With the turn of 1st century AD, infrastructural developments grew manifolds within the city. The pleasant scene and climate charmed the rich Roman to populate the city with holiday resorts. Following this, elegant houses like the Surgeon’s House, Faun, the Chaste Lovers and the house of mysteries, intricate villas and shops sprouted dotting either side of the streets. Fountains and pools were randomly dispersed decorating the city. There was also a separate walkway on a higher platform to allow the vehicles in motion.

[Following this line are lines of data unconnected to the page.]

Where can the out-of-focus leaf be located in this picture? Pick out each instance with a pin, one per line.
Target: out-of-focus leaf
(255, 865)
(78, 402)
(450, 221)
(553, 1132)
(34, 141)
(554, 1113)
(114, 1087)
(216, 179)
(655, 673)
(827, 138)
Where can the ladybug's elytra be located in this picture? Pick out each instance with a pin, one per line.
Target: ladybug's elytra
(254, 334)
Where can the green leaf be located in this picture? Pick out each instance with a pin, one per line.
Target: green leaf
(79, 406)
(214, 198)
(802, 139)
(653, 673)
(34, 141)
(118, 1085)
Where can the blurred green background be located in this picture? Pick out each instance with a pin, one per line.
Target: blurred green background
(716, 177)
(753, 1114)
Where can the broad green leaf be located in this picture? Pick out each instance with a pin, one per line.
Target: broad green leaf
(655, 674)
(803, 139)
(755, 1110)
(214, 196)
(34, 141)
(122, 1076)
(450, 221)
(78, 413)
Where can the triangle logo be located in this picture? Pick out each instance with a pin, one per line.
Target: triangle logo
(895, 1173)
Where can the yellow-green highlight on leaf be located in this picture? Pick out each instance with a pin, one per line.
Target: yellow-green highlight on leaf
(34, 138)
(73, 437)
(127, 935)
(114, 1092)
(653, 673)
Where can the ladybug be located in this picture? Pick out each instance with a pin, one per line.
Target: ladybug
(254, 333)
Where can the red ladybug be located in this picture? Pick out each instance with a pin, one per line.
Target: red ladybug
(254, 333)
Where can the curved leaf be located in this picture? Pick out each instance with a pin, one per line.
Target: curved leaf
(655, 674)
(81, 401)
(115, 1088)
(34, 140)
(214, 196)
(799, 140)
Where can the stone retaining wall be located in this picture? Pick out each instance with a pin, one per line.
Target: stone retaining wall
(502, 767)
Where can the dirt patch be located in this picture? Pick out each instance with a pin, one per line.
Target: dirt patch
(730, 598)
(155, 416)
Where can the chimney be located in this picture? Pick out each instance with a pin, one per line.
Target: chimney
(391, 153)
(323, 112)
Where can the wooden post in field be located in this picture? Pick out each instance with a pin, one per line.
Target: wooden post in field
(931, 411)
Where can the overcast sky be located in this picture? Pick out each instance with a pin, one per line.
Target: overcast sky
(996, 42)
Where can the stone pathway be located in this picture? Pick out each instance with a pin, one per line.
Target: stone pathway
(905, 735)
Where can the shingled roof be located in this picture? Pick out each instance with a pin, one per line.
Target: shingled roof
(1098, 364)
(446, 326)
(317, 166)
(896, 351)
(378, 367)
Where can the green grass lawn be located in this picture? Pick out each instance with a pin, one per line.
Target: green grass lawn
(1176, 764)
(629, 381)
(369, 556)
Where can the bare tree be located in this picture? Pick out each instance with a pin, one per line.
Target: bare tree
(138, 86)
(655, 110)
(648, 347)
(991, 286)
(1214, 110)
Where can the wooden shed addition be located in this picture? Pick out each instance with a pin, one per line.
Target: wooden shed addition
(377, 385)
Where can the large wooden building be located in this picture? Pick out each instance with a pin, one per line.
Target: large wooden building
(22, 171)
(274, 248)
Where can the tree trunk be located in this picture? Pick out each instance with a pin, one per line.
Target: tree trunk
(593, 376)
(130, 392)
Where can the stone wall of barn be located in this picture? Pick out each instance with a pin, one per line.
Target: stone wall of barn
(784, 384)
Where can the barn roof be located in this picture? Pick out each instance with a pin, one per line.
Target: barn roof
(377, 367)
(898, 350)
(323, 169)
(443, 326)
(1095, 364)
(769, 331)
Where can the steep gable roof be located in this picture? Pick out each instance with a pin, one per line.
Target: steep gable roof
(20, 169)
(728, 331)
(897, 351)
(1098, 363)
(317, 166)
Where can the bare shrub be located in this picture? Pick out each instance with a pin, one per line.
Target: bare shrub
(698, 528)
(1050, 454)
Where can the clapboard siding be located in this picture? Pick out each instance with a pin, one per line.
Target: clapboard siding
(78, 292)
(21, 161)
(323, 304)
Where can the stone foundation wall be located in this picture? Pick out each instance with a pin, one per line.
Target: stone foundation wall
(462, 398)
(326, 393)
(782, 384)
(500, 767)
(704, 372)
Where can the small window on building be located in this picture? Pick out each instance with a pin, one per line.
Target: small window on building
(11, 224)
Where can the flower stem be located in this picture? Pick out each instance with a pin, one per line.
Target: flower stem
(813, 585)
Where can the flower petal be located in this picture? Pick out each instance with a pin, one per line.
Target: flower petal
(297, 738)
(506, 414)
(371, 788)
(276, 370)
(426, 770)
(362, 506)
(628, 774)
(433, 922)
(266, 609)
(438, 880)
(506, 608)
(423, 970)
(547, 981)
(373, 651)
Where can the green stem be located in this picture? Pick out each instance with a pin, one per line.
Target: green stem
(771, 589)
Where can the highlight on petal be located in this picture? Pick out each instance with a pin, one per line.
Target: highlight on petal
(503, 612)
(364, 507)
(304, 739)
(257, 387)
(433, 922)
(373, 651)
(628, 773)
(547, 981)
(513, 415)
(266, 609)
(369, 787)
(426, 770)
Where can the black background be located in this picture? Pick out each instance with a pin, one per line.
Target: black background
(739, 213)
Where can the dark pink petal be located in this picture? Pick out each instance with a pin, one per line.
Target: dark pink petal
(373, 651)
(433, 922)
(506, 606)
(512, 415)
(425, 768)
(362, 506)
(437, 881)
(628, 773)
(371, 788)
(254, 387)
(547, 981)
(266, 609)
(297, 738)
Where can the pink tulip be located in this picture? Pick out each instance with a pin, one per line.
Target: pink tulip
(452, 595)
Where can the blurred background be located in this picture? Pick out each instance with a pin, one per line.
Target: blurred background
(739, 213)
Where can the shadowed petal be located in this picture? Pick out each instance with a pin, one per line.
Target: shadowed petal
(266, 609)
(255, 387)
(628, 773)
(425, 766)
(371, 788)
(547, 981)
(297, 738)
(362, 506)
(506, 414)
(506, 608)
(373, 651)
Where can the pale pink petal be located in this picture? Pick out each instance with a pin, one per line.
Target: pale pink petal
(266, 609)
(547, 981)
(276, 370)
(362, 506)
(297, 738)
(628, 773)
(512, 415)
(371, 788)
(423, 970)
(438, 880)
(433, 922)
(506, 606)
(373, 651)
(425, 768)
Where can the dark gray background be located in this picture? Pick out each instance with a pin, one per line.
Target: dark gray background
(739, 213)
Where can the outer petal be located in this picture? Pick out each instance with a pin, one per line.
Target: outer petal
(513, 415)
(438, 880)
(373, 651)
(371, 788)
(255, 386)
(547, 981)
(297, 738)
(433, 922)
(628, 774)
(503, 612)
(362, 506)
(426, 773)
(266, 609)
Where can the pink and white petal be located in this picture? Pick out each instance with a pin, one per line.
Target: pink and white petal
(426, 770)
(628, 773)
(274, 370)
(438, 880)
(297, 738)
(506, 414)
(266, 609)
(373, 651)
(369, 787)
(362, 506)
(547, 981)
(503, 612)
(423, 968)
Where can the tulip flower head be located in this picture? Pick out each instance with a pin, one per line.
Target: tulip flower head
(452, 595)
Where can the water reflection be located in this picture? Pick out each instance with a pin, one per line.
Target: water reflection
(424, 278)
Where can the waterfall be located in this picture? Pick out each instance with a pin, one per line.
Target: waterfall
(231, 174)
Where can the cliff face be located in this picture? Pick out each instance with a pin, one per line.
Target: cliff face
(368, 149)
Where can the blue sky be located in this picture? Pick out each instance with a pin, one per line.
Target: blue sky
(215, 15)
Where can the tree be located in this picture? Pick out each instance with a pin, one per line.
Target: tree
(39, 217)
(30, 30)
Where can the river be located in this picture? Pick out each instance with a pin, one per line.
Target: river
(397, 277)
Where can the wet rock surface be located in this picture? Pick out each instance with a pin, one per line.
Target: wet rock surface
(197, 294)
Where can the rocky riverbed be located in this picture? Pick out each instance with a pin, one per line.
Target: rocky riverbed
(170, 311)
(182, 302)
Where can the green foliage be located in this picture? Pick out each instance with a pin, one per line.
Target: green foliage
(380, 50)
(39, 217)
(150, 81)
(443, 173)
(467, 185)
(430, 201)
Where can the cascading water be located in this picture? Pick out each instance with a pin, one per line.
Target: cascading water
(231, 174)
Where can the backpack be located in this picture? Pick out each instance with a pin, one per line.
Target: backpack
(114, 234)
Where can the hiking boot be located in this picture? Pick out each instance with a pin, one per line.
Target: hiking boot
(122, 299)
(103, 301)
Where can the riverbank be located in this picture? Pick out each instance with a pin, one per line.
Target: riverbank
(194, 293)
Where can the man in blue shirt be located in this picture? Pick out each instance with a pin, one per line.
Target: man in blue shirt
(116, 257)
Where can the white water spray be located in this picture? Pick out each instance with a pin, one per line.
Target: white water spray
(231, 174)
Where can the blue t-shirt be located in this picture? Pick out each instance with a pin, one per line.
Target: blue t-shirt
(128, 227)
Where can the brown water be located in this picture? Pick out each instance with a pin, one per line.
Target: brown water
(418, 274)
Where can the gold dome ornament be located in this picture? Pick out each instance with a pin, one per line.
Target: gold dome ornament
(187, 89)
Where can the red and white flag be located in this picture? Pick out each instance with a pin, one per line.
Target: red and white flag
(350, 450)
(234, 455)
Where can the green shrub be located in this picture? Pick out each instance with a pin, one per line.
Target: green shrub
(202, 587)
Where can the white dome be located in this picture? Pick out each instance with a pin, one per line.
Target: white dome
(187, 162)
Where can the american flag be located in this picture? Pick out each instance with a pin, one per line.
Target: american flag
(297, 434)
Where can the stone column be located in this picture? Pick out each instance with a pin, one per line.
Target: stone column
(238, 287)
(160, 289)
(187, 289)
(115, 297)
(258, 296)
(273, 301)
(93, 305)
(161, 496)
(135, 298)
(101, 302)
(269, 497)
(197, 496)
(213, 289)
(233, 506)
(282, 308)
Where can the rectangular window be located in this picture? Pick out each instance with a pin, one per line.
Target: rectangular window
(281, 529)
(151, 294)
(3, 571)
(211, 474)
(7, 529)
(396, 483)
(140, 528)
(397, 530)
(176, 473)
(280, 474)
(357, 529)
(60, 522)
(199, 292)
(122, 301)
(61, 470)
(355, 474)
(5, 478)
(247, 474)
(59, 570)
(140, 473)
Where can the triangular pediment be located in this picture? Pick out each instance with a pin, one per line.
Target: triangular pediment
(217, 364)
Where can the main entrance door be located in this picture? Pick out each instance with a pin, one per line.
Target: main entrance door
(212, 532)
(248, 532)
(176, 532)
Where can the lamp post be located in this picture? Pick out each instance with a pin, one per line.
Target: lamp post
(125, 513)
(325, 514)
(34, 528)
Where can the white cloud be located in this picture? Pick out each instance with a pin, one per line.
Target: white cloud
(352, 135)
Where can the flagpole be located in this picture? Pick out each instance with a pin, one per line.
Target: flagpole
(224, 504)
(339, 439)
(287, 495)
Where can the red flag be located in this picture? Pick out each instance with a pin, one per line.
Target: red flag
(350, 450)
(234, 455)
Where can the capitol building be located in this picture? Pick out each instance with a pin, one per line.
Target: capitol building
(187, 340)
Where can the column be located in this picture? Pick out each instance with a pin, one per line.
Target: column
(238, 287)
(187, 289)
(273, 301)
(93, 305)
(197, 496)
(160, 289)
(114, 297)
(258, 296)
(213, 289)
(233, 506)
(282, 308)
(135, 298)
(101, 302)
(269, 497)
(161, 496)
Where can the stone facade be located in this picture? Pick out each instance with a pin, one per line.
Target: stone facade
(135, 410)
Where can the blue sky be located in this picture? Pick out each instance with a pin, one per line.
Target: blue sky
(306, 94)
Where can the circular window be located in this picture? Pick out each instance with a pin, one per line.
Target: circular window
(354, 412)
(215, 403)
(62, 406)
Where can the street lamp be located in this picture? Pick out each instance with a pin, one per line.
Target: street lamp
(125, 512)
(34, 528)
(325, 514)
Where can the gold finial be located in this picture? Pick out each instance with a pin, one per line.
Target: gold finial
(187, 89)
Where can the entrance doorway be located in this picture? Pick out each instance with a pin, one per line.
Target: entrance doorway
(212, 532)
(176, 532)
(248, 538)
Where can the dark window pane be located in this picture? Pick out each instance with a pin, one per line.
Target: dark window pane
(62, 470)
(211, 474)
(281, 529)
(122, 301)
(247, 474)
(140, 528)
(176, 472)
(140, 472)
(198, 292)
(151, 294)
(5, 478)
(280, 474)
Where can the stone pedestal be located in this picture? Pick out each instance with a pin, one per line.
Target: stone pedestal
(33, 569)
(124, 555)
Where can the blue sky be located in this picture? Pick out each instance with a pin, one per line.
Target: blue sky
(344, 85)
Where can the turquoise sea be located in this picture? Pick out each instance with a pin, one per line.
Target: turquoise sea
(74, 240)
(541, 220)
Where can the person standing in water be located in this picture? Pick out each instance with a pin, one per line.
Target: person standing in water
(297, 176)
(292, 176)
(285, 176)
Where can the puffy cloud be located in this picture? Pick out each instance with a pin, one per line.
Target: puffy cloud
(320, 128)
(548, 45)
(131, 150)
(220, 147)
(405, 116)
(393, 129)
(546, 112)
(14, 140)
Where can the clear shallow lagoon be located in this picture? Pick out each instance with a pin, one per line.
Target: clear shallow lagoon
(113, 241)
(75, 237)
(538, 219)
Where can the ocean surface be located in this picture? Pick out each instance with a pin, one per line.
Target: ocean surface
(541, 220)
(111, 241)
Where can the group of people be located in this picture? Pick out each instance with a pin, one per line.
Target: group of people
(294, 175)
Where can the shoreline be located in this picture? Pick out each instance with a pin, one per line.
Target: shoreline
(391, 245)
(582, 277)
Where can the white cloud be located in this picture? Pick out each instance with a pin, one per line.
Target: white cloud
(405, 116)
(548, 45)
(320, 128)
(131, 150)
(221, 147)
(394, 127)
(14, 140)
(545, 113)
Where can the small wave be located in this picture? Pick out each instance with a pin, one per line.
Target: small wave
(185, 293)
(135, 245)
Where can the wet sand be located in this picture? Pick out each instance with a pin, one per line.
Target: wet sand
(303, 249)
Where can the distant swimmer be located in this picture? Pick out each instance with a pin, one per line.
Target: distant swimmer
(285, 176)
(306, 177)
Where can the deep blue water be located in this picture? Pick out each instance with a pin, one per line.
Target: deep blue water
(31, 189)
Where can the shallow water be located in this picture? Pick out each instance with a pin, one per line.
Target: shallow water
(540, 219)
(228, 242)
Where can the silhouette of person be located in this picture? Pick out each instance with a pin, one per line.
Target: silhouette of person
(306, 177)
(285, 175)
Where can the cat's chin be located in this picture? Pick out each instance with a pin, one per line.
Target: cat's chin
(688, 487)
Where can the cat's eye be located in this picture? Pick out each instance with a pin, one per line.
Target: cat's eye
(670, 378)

Presence of amphitheatres, public buildings and baths, basilicas and gymnasiums dominated Pompeii encouraging tourism. An aqueduct system facilitated the distribution of water into the city from the neighboring river.

Fact 2:

Marking the 24th of August 79 AD, Vesuvius exploded, engulfing an abruptly stalled Pompeii with one of the deadliest eruptions of history. Mount Vesuvius is a 2000 year old active volcano, holding a record of more than 40 episodes of eruption prior to the washout.

Fact 3:

The turn of incidents at Pompeii were witnessed and voiced out by an ancient Roman writer ‘Pliny, the younger’ in the letters to his friend. He was in his early teens when he describes the eruption to be a cloud of unusual size and appearance. He compares it to a pine tree, when it rose to a great height, as if on a trunk and then split off into branches. Following this the geologists of today call this type of volcanic activity a “Plinean eruption.”

Fact 4:

The first eruption spewed out chunks of debris covering a height of 12 miles (twice the height of Mount Everest) of the atmosphere, burying the city under a thick carpet of 16 feet deep molten ash leaving only taller buildings to visibility.

Fact 5:

A sequence of another eruption followed lasting for a day, conquering 2000 square miles of land. A searing combination of pumice and ash descended the mountain at 70 miles an hour destroying the entirety on its course.

Fact 6:

The poured rains of fine ash encased the bodies; the decayed soft tissues leached and the victims’ bodies hardened to a porous shell ‘capturing their final postures’ at the moment of death.

Fact 7:

The rediscovery of the abandoned site in 1748 paved the way to excavate the city of Pompeii from its volcanic debris as it had been exactly 2,000 years before on 24th August 79 AD. The emotions of fear of the victims in their final moments were displayed by their surviving postures. The buildings, arts and arti crafts, everyday objects and household goods were undefiled. Archaeologists even uncovered jars of preserved fruits and loaves of bread! There were slogans on the walls depicting a progressing election at that time. In the books of history, Pompeii acquired the pages of the liveliest cities of the bygone era.

Fact 8:

The excavation progressed in 1864, under the directions of Giuseppe Fiorelli who proposed a technique to preserve the captured body shapes by pouring plaster within the hollow pockets of the ashes. Once hardened these outer layers were broken to obtain a plaster cast of the body.

Fact 9:

About a third of the city still waits to be woken up. Today Pompeii thrives again with the status of the most popular tourist attractions for the past 250 years but now with lifeless casts portraying their panic.

Fact 10:

Scientists have warned of a similar eruption in the same region where 3 million people reside today!